The 36 remaining unmapped rows span 25 distinct labels. These are predominantly low-frequency, highly specific reproductive or morphological metrics (e.g. `Sperm motility`, `Valve movement`, `Byssus production`) that do not map cleanly to any of the 2000 codes and are unlikely to materially affect SSD outputs given their low row counts.

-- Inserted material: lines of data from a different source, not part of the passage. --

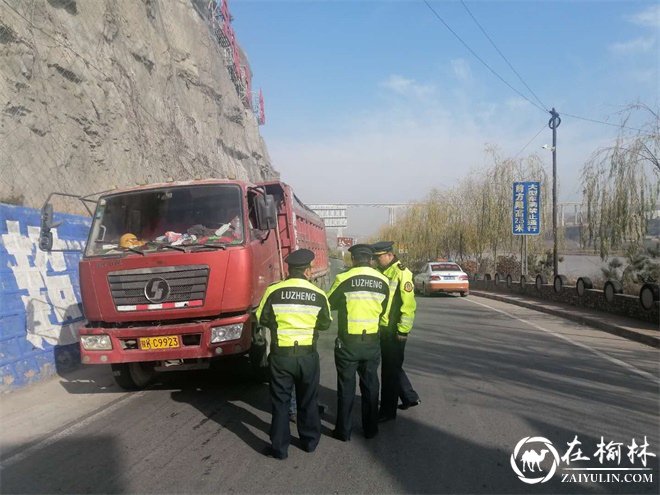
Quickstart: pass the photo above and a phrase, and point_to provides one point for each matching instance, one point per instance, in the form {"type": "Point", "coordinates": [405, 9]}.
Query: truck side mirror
{"type": "Point", "coordinates": [266, 212]}
{"type": "Point", "coordinates": [46, 236]}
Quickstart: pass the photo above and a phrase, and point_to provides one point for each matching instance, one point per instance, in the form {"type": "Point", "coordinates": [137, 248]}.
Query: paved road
{"type": "Point", "coordinates": [489, 374]}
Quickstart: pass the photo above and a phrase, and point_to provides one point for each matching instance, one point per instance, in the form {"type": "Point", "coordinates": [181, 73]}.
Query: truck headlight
{"type": "Point", "coordinates": [96, 342]}
{"type": "Point", "coordinates": [225, 333]}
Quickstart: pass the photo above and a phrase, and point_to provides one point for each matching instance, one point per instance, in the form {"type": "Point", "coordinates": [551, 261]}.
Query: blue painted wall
{"type": "Point", "coordinates": [40, 308]}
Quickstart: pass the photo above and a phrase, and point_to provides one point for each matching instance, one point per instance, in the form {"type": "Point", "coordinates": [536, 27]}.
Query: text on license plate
{"type": "Point", "coordinates": [153, 343]}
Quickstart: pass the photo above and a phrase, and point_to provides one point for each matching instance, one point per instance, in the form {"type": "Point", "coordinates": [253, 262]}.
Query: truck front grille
{"type": "Point", "coordinates": [182, 283]}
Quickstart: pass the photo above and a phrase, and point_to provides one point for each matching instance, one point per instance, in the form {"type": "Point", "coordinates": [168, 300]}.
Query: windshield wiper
{"type": "Point", "coordinates": [169, 246]}
{"type": "Point", "coordinates": [214, 246]}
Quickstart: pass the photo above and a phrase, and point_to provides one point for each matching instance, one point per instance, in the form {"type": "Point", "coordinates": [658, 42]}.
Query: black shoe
{"type": "Point", "coordinates": [337, 436]}
{"type": "Point", "coordinates": [269, 452]}
{"type": "Point", "coordinates": [384, 418]}
{"type": "Point", "coordinates": [408, 405]}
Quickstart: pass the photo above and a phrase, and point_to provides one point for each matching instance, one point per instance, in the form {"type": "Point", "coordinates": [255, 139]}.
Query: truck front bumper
{"type": "Point", "coordinates": [194, 342]}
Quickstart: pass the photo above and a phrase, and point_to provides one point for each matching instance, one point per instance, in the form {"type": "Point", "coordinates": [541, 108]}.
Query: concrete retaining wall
{"type": "Point", "coordinates": [40, 309]}
{"type": "Point", "coordinates": [622, 304]}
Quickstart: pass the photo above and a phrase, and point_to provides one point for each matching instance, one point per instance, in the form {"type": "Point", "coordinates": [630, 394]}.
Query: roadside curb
{"type": "Point", "coordinates": [585, 320]}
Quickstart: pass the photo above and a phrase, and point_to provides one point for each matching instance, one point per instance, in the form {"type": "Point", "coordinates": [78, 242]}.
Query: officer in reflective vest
{"type": "Point", "coordinates": [361, 298]}
{"type": "Point", "coordinates": [294, 310]}
{"type": "Point", "coordinates": [393, 336]}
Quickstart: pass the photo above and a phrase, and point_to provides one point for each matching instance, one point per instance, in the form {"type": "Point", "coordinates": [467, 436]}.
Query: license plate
{"type": "Point", "coordinates": [156, 343]}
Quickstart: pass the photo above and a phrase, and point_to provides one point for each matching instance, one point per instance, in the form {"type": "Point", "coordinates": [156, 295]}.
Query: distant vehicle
{"type": "Point", "coordinates": [441, 276]}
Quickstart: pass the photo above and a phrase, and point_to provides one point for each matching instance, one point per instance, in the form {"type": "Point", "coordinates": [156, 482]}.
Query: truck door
{"type": "Point", "coordinates": [263, 245]}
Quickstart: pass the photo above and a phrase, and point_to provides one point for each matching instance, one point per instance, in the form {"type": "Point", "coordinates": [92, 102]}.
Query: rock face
{"type": "Point", "coordinates": [117, 92]}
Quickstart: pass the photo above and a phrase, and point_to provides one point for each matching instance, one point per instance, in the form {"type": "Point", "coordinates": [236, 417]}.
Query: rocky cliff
{"type": "Point", "coordinates": [95, 93]}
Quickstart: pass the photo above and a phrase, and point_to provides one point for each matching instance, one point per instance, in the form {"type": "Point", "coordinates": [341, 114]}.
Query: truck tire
{"type": "Point", "coordinates": [133, 376]}
{"type": "Point", "coordinates": [259, 351]}
{"type": "Point", "coordinates": [582, 285]}
{"type": "Point", "coordinates": [648, 295]}
{"type": "Point", "coordinates": [612, 287]}
{"type": "Point", "coordinates": [559, 282]}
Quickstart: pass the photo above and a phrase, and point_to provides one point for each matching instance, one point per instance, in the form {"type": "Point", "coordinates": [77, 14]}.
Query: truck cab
{"type": "Point", "coordinates": [172, 273]}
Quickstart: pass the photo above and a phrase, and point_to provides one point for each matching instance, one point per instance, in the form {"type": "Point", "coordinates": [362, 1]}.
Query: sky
{"type": "Point", "coordinates": [377, 101]}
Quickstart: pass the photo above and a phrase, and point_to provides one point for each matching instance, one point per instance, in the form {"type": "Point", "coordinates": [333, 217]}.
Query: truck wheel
{"type": "Point", "coordinates": [259, 351]}
{"type": "Point", "coordinates": [133, 376]}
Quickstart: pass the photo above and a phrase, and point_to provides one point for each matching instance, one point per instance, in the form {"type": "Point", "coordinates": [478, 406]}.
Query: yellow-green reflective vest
{"type": "Point", "coordinates": [361, 297]}
{"type": "Point", "coordinates": [294, 310]}
{"type": "Point", "coordinates": [402, 312]}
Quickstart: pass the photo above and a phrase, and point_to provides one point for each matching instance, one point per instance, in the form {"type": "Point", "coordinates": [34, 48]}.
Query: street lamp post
{"type": "Point", "coordinates": [553, 123]}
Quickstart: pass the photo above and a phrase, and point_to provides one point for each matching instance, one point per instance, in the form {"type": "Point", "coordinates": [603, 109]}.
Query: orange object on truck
{"type": "Point", "coordinates": [172, 273]}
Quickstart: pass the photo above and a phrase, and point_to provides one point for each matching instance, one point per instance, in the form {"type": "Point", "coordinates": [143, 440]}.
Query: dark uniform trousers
{"type": "Point", "coordinates": [304, 372]}
{"type": "Point", "coordinates": [363, 358]}
{"type": "Point", "coordinates": [395, 381]}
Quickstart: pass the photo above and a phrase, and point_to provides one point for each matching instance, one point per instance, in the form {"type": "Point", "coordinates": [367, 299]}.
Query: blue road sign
{"type": "Point", "coordinates": [526, 218]}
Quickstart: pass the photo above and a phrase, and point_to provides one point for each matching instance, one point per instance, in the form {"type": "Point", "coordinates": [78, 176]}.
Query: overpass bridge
{"type": "Point", "coordinates": [335, 215]}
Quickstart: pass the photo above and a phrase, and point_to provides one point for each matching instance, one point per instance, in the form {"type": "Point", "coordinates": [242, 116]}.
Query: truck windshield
{"type": "Point", "coordinates": [175, 217]}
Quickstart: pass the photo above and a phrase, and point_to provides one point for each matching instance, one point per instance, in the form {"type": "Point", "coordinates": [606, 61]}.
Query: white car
{"type": "Point", "coordinates": [442, 276]}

## Remaining unmapped labels

Residual unmapped labels can be reviewed below. Each row includes the raw label, its normalised form, the number of 2016 rows it affects, and `needs_review = TRUE`.

```{r unmapped-table}
#| echo: false
unmapped <- lookup_df |>
  filter(needs_review == TRUE | is.na(endpoint_2000_code)) |>
  select(endpoint_2016_raw, endpoint_2016_norm, n_rows_2016, needs_review) |>
  arrange(desc(n_rows_2016))

kable(unmapped, format = "html", col.names = c("Raw Label", "Normalised", "Row Count", "Needs Review"))
```

To extend the mapping:

1. Open `endpoint_2016_to_2000_lookup_unmapped.csv` and identify labels that can be assigned a 2000 code
2. Add corresponding entries to the `manual_refined` lookup block in `endpoint_2016_to_2000_lookup_build.R`
3. Re-run the builder script to regenerate all three output files
4. Re-run `data_explore2000_2016.R` to incorporate the updated mapping into the consolidated pipeline

Where a 2016 label genuinely has no equivalent in the 2000 vocabulary (i.e. it represents a measurement type not captured in the 2000 framework), the appropriate action is to assign `endpoint_2000_code = NA` and document the rationale in a `notes` column, rather than forcing a misleading mapping.

## Notes

- The lookup table is intentionally one-row-per-raw-label to ensure deterministic joins. Duplicates are a load-time error in the main script.
- `map_method` records which stage produced each mapping (`manual_refined`, `rule_refined`, or `unmapped`), supporting audit of how each assignment was made.
- The builder script is idempotent: running it multiple times produces identical output files given the same database state.
- Because endpoint labels in the 2016 database are free-text entries in the `endpoint.name` field, new labels can appear if the database is updated. The lookup should be regenerated and reviewed whenever `toxicityvalue2016` is materially updated.